One of the strangest realisations of contemplative practice is that the closest place to the truth is when everything is broken. Really. When the thing you thought you could never survive is upon you, when the last thing you could rely on has given way under your feet, then you can see what is actually there. Until the bridge breaks beneath you, you have no idea what is really going on at all. You have your plans, you have your resources, you have your own strength and your courage; until you don’t. Until the worst happens. And then you are free. Oliver Burkeman:
This is the point at which you enter the sacred state the writer Sasha Chapin refers to as “playing in the ruins.”

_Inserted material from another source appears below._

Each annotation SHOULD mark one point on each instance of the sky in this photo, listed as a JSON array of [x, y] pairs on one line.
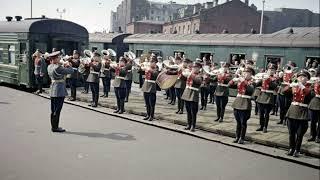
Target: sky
[[95, 14]]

In his twenties, Chapin recalls, his definition of a successful life was that he should become a celebrated novelist, on a par with David Foster Wallace. When that didn’t happen—when his perfectionistic fantasies ran up against his real-world limitations—he found it unexpectedly liberating. The failure he’d told himself he couldn’t possibly allow to occur had, in fact, occurred, and it hadn’t destroyed him. Now he was free to be the writer he actually could be. When this sort of confrontation with limitation takes place, Chapin writes, “a precious state of being can dawn. . . . You’re not seeing the landscape around you as something that needs to transform. You’re just seeing it as the scrapyard it is. And then you can look around yourself and say, OK, what is actually here, when I’m not telling myself constant lies about what it’s going to be one day?”
When there is nothing left, the way opens. Only when you can sit still in the ruins of all you had lived for, and see what is actually there, can you begin to wake up at last.
The promise of the end of suffering is the hook that we grab on to, and for a long time after we’ve begun to practice we try to maintain our personal fantasy of what exactly that end of suffering is going to look like. But it doesn’t end up looking like what we expect—or what we want.
Barry Magid, Ending the Pursuit of Happiness: A Zen Guide
All this sounds like very bad news, but in truth it is the best news possible. When what is not is gone, when our hopes and our fears turn out to be the same thing in the end, then we can see that what is is, in Thomas Merton’s words, the “little point of nothingness and of absolute poverty” that is iness itself, the open ground. And that, perhaps, is why we practice.